Portland's art scene is having a very strong month this October (mostly in painting and photography... much of the installation has been undercooked), but of all the shows the one that I keep returning to is Abigail Anne Newbold's installation,
Borderlander's Outfitter at PNCA's Feldman Gallery.
Borderlander's Outfitter
The exhibition presents itself as a hipsterish quartermaster's gear dispensary or a tool library with an anthropological array of artifacts from a summer survival weekend in the project room. Everything is clothed in fairly recognizable purpose except that everything is a hair off. For example the dome tent on a cot is too narrow for anyone weighing over 90 lbs, there's a whimsical deer hoof tent stake hanger, a sheepskin glove has only 3 finger lobes... perhaps an oven mitt for Trekkies doing the "Live Long and Prosper" sign? ...and the bow and arrow seem less dangerous than a table knife. This gear doesn't seem actually available for use as much as it is suggestive of some extensive outdoor enterprise, which could happen. It's a show inherently about the potential of humans when mobilized. Good idea, but the problem is it is just too cute and adorable for its own good. Though it does make great programmatic sense for an art school beginning its school year. At least the exhibition is installed rather well (a complaint often levied on Museum of Contemporary Craft exhibitions).
Many other artists like Andrea Zittel,
Fritz Haeg, Inigo Manglano-Ovalle and even Ai Wei Wei use familiar design vernaculars to ingratiate themselves with viewers (often in novel environments) but there is something different at work here. Instead of Andrea Zittel's fetish and commentary on modernist design and human efficiency/self reliance... this show exercises itself like some massive millennial Civilian Conservation Corps, recalling the Boy Scouts and numerous other quasi utopian paramilitary wilderness expedition organizations but with a dash of an REI shopping experience thrown in. Thus, its net effect is closer to Jeff Koon's assiduously crafted Pop than Zittell's brutal jet age survivalism (which has cold war era nuclear armageddon lurking somewhere deep underneath its orderly desert dwelling self sufficiency). Instead, this exhibition is delightful and charming by comarison. Newbold's penchant for "delight" isn't a bad thing, but like Koons it means it relies on craft's wow factor and ultimately it seems like an amusing distraction from something deeper and potentially more consequential.
For example, there's pegboard galore festooned with curiously tweaked tools with functions like grabbing, cutting, pounding or cutting... a bit like what the Occupy Movement might require if they were in a logging camp rather than on Wall Steet. Perhaps some could be used as interesting existential money extraction tools? At least the pegboard tools aren't trying as hard to be charming as the rest of the exhibition and I can forgive the nifty holster for a pair of shears where the stitching mimics the device it encloses because that particular tool seems to understand its own potential threat and ability to do work.

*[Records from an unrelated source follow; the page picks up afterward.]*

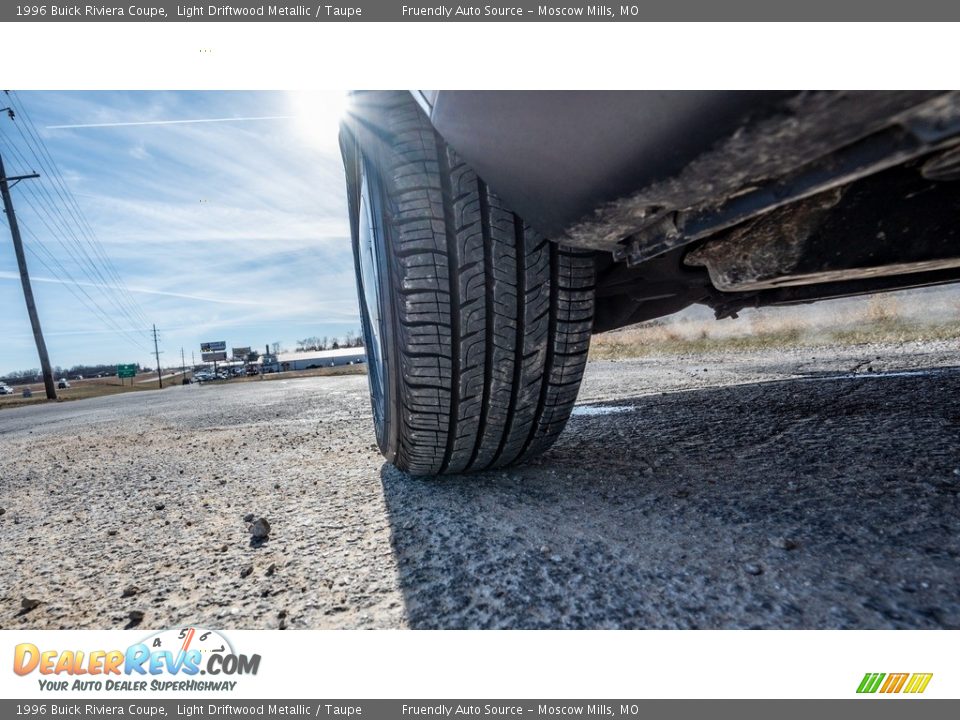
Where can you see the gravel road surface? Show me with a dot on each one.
(809, 488)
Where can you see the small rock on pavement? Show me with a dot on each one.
(260, 529)
(784, 543)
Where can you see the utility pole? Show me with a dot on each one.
(5, 185)
(156, 354)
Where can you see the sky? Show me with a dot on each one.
(223, 213)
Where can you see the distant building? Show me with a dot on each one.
(321, 358)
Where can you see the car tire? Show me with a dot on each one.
(476, 328)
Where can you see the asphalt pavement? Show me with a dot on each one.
(807, 488)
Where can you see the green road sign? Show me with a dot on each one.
(126, 370)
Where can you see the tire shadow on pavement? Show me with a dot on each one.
(808, 503)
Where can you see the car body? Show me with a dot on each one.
(728, 199)
(671, 188)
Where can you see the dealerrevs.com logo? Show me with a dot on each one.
(169, 660)
(911, 683)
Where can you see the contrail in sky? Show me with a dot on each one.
(169, 122)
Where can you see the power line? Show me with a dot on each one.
(53, 214)
(5, 184)
(41, 205)
(75, 208)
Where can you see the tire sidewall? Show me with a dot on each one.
(387, 429)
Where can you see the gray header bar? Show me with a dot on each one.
(498, 11)
(224, 708)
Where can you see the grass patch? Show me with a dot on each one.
(660, 339)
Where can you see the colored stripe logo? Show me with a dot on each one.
(913, 683)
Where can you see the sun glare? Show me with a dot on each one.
(317, 116)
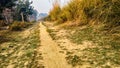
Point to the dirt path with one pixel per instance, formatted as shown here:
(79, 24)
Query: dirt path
(51, 56)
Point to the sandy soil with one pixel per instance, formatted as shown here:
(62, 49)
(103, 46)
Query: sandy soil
(51, 51)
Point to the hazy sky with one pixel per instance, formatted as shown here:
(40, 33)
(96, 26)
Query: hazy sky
(43, 6)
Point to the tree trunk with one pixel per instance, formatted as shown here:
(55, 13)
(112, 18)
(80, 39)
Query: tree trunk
(22, 16)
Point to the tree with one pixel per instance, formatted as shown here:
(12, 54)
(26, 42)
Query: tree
(6, 4)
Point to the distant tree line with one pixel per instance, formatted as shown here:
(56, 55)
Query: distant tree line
(16, 10)
(87, 12)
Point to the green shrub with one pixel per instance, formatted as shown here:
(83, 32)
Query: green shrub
(16, 26)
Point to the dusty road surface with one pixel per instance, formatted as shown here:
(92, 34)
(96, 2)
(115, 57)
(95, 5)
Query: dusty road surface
(51, 56)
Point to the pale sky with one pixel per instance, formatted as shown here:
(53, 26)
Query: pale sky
(43, 6)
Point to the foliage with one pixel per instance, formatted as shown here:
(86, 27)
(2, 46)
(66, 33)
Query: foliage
(83, 12)
(25, 8)
(16, 26)
(54, 13)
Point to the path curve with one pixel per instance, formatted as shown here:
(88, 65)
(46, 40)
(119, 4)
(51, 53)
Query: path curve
(51, 56)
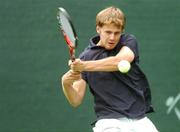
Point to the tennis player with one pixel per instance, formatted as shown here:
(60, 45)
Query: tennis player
(121, 101)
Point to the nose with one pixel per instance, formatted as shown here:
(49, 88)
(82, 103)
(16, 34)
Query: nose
(112, 36)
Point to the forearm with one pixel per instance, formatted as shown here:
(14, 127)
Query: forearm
(107, 64)
(71, 94)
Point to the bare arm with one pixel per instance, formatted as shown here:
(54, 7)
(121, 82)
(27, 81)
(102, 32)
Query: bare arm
(73, 87)
(106, 64)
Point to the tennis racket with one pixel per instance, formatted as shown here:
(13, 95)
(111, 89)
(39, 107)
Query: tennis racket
(68, 31)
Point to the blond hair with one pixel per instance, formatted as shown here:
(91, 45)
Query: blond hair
(111, 15)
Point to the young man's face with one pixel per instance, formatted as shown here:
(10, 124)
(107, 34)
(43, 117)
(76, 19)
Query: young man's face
(109, 36)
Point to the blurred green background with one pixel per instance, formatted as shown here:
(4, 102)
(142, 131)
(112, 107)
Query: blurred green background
(33, 57)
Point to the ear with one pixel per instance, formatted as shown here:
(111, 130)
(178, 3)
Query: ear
(98, 29)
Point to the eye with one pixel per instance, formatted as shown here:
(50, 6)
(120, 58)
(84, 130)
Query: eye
(108, 32)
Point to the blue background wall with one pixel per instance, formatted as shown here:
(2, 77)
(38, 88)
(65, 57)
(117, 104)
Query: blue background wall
(33, 58)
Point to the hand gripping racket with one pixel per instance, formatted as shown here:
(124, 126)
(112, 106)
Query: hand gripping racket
(68, 31)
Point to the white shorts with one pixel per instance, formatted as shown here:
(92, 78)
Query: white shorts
(125, 125)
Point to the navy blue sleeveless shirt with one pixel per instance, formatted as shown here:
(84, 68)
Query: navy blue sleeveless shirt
(116, 94)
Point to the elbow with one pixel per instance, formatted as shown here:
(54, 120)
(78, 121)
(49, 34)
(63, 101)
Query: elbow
(74, 105)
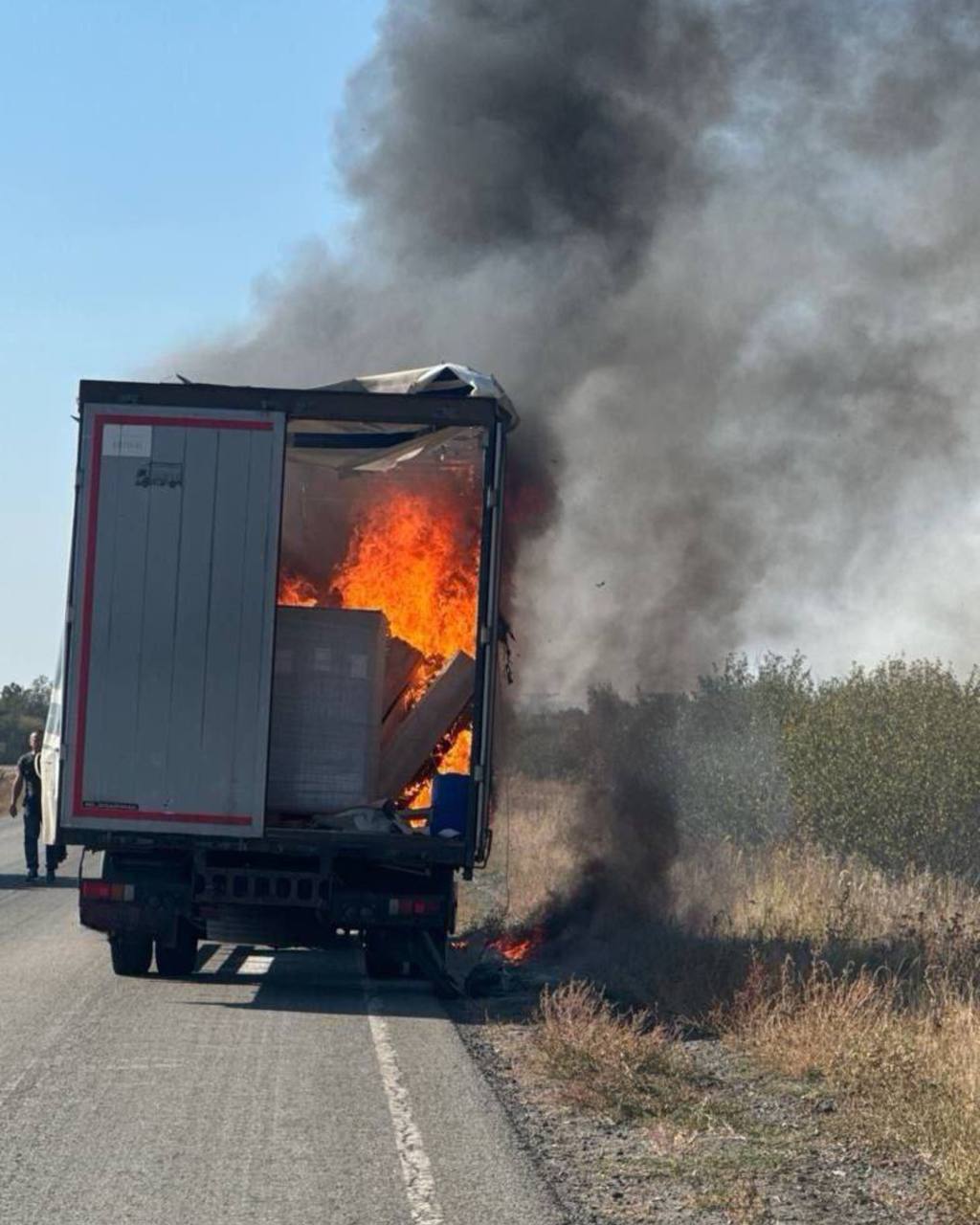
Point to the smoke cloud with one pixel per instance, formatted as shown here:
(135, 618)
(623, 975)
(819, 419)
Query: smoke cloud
(724, 257)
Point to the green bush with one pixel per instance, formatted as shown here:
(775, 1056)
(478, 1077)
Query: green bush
(887, 764)
(884, 762)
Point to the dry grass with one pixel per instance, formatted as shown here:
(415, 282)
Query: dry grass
(822, 968)
(908, 1073)
(617, 1063)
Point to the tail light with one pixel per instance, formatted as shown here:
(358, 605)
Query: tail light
(414, 905)
(108, 891)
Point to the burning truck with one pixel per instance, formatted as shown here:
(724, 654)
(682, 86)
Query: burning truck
(277, 707)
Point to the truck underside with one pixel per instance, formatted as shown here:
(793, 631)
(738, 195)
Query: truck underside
(166, 900)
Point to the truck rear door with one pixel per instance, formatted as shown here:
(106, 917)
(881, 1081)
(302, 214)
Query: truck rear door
(170, 620)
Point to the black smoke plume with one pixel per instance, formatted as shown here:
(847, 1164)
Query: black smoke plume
(724, 256)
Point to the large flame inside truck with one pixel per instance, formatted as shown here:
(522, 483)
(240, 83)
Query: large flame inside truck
(376, 619)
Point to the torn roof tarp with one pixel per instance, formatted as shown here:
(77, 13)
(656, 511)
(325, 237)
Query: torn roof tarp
(313, 441)
(447, 379)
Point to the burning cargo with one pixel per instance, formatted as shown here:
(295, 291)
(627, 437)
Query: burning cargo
(299, 622)
(327, 689)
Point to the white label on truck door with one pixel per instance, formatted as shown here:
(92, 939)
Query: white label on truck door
(127, 441)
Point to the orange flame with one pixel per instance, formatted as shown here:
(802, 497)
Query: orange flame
(519, 948)
(412, 558)
(297, 591)
(415, 558)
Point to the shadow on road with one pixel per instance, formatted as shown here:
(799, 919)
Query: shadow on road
(310, 980)
(16, 880)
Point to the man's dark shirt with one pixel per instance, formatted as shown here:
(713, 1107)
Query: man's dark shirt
(31, 784)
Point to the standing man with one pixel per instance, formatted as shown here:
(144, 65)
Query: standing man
(27, 781)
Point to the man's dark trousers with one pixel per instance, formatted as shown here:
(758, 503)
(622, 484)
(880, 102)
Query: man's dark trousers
(31, 835)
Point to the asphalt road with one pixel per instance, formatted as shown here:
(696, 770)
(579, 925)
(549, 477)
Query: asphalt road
(266, 1088)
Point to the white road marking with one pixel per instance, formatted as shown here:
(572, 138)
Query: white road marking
(215, 963)
(255, 963)
(412, 1156)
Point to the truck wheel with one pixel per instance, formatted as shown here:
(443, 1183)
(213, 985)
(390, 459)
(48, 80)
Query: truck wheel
(131, 953)
(178, 961)
(379, 962)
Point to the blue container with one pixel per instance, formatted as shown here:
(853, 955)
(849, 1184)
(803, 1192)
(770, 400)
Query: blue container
(450, 804)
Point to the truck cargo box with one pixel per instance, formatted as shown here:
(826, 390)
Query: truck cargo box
(240, 559)
(327, 690)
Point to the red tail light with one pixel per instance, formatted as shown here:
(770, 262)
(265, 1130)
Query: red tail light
(108, 891)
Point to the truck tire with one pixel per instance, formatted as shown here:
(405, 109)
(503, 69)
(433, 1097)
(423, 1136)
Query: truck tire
(131, 953)
(178, 961)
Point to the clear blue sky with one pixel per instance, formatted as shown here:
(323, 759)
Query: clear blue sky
(156, 158)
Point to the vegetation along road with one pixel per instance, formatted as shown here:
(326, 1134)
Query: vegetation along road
(265, 1088)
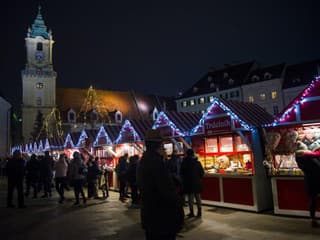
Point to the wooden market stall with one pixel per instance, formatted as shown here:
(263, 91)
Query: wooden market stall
(104, 148)
(175, 128)
(227, 142)
(299, 121)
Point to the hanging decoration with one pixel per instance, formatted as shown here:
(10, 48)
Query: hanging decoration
(102, 138)
(128, 134)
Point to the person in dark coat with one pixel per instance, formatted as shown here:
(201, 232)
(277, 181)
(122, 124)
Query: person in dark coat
(308, 161)
(93, 176)
(32, 176)
(132, 180)
(191, 174)
(46, 169)
(161, 206)
(121, 170)
(15, 173)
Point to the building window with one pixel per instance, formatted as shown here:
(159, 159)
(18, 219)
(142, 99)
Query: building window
(262, 96)
(201, 100)
(184, 104)
(38, 101)
(39, 47)
(275, 110)
(118, 115)
(39, 85)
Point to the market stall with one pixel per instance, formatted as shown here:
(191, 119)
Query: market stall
(227, 142)
(299, 121)
(104, 149)
(175, 127)
(130, 139)
(69, 146)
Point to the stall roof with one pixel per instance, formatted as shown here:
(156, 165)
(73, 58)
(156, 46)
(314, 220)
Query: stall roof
(302, 108)
(181, 121)
(247, 114)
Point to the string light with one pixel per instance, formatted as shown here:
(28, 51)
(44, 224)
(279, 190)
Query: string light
(163, 120)
(295, 104)
(68, 141)
(216, 102)
(127, 127)
(102, 134)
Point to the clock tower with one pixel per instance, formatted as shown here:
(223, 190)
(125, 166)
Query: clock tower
(38, 76)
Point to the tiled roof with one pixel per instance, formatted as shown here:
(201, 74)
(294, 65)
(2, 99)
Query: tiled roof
(132, 105)
(251, 113)
(274, 71)
(230, 76)
(301, 74)
(184, 121)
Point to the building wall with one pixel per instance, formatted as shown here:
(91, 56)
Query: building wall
(195, 104)
(5, 108)
(290, 93)
(267, 94)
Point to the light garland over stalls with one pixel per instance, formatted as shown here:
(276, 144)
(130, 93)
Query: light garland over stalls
(47, 145)
(102, 134)
(295, 105)
(82, 138)
(128, 126)
(162, 117)
(228, 111)
(68, 140)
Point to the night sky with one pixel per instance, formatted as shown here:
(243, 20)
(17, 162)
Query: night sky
(159, 47)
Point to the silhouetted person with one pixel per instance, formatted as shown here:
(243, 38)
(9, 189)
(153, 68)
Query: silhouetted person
(121, 170)
(132, 179)
(309, 163)
(33, 175)
(77, 175)
(191, 174)
(15, 173)
(93, 176)
(61, 168)
(161, 208)
(46, 169)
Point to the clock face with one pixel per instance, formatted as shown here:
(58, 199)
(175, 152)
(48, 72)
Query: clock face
(39, 55)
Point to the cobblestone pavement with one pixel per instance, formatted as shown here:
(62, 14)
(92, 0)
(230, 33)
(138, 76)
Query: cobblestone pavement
(111, 219)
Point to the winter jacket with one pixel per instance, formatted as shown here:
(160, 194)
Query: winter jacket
(161, 210)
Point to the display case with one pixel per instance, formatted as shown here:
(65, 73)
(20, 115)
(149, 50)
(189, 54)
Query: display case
(226, 154)
(280, 144)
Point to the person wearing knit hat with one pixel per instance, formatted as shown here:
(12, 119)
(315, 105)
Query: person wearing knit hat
(308, 161)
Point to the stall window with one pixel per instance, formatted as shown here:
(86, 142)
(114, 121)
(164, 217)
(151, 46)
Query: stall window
(240, 144)
(212, 145)
(226, 144)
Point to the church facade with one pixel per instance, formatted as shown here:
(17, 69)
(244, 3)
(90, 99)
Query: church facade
(74, 109)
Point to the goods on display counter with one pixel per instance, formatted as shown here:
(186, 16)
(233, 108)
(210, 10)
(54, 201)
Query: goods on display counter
(227, 143)
(298, 123)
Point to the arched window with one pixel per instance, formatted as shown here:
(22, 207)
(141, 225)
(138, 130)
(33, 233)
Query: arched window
(118, 117)
(39, 46)
(71, 116)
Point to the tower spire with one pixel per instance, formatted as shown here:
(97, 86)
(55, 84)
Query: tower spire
(38, 27)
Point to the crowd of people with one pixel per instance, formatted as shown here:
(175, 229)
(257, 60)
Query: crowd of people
(155, 182)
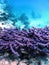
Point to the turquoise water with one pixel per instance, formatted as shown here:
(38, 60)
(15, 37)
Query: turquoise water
(36, 10)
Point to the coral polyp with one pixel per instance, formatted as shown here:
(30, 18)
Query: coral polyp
(32, 42)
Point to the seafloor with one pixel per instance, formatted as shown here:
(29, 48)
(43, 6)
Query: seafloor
(20, 44)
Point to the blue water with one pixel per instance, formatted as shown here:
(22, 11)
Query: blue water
(36, 10)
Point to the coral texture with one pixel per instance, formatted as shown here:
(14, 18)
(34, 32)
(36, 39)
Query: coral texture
(26, 42)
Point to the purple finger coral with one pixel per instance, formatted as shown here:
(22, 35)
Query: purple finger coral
(31, 42)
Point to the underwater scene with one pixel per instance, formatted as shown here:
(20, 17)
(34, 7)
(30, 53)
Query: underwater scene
(24, 32)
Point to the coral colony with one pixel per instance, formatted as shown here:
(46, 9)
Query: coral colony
(31, 42)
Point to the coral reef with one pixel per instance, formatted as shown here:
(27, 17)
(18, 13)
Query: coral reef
(32, 42)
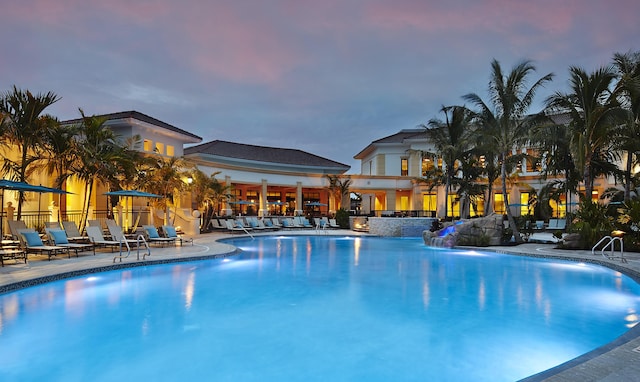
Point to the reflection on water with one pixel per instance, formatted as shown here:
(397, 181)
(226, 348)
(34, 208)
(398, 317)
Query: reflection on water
(288, 305)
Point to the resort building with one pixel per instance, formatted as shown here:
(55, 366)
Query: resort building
(285, 181)
(268, 180)
(391, 169)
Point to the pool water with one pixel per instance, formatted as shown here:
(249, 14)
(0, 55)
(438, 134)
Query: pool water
(317, 308)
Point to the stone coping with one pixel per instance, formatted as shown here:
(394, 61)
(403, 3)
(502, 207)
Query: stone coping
(615, 361)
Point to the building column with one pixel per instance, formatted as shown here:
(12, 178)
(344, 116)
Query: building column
(263, 199)
(225, 208)
(299, 211)
(390, 203)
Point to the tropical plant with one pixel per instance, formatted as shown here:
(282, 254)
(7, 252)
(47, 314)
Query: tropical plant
(339, 189)
(342, 218)
(207, 192)
(504, 120)
(591, 222)
(594, 111)
(627, 67)
(451, 138)
(101, 157)
(25, 126)
(164, 176)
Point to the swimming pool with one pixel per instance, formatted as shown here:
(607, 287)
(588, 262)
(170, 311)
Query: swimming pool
(317, 308)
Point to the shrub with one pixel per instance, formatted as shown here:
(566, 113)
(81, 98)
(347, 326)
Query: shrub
(342, 218)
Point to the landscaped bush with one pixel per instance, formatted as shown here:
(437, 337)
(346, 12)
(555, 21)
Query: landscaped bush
(591, 221)
(342, 218)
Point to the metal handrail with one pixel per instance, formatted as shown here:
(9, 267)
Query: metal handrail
(139, 239)
(611, 242)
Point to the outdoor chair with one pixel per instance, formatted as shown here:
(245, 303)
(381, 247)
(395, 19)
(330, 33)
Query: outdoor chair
(73, 233)
(95, 236)
(152, 236)
(276, 223)
(170, 232)
(14, 228)
(215, 224)
(12, 254)
(59, 238)
(31, 242)
(234, 227)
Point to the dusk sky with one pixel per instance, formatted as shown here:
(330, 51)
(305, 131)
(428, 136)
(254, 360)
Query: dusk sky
(323, 76)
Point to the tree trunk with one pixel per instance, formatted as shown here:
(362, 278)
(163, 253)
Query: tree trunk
(627, 177)
(512, 222)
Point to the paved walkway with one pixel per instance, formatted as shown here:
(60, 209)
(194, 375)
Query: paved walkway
(618, 361)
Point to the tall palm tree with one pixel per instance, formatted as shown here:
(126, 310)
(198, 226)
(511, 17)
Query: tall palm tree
(101, 158)
(452, 140)
(61, 147)
(339, 189)
(208, 192)
(594, 112)
(164, 176)
(25, 127)
(505, 118)
(627, 66)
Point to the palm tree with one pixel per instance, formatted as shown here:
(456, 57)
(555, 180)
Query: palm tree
(60, 143)
(208, 192)
(452, 141)
(101, 158)
(627, 66)
(339, 189)
(594, 111)
(505, 119)
(164, 176)
(25, 127)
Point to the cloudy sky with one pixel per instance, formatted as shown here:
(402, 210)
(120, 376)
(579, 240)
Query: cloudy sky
(324, 76)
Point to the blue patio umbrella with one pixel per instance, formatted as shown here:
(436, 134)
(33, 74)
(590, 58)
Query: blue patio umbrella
(6, 184)
(133, 194)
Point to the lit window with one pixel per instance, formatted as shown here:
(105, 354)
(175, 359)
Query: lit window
(404, 167)
(159, 148)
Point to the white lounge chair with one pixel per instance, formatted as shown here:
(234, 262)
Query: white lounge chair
(31, 242)
(73, 233)
(59, 238)
(153, 236)
(170, 232)
(95, 236)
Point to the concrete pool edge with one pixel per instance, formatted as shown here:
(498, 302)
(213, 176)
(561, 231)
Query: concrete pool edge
(616, 360)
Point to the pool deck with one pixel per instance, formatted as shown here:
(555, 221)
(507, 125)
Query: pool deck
(617, 361)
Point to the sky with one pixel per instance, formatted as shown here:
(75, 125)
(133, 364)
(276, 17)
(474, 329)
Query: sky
(324, 76)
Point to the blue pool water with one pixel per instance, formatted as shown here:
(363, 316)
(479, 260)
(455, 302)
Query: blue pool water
(317, 308)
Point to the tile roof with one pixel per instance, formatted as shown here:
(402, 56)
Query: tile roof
(263, 154)
(141, 117)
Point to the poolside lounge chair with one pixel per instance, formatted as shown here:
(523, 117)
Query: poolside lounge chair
(73, 233)
(31, 242)
(256, 224)
(235, 226)
(12, 254)
(215, 224)
(59, 238)
(153, 236)
(170, 232)
(14, 227)
(269, 224)
(95, 236)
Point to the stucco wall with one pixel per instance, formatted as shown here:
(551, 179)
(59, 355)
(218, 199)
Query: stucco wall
(399, 226)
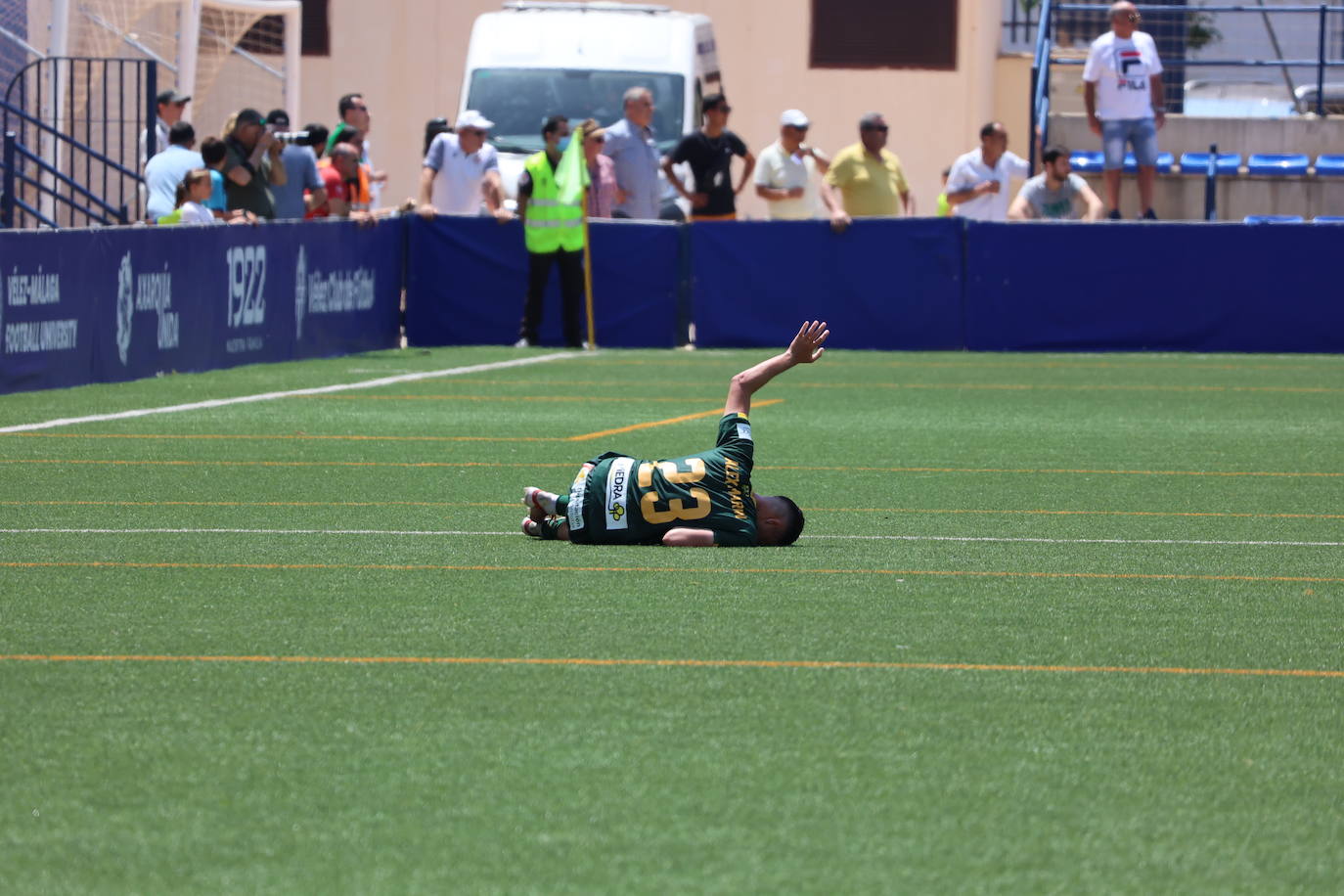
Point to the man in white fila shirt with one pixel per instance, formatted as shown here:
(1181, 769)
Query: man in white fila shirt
(1122, 90)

Jennifer Lawrence as Katniss in The Hunger Games
I bring all this up because Americans have been recently beset with numerous young adult fictions like the Hunger Games series.... even the resurrection of the X-men mutants as a school scenario in mainstream pop culture. Sure, Borderlander's Outfitter is different of course but somehow Katniss' bow as wielded by Jennifer Lawrence in the movies with a soundtrack by Taylor Swift seems infinitely more potent than Abigail Newbold's archery set.
Other art camp scenarios like Fritz Haeg's various projects or even the local Signal Fire residencies (who contributed to Newbold's survival weekend part of the project) are more experience oriented and less diffused by a charm offensive that this exhibition engages in. Still, I did enjoy the nostalgia it all induced, reminding me of my youth as a scout camp staff councilor but somehow this felt too twee, especially compared to Andrea Zittell, whose work seems to be similarly fashionable but oh so tough in the end. Maybe I'm just being a cynical Gen X-er or it is the fact that Im very experienced outdoors but I think the problem isn't truly generational... it's the way the art world at the middle levels rewards quirky and cute over seriousness. I think Abigail Anne Newbold can do better, though I'm certain the students who took part in the survival weekend got something worthwhile out of it... the exhibition itself feels parochial and light.
Academy for survival
Still, in the end I wonder, was there truly a "survival" weekend or just weekend warriors without the nasty lord of the flies type survival situation? Mostly this exhibition left me with a feeling of a "My Summer Vacation" report given to parents... which perhaps is too similar to many art school's prolonged adolescence? Still, I don't want to dismiss it completely, Newbold has a deft way with altering the meaning of objects, especially tools. Perhaps if there were a more consequential target for her activity to underpin this whole enterprise it wouldn't come off as darling escapism. These are serious times and exhibiting hipster survivalism just doesn't quite step up to the task at hand.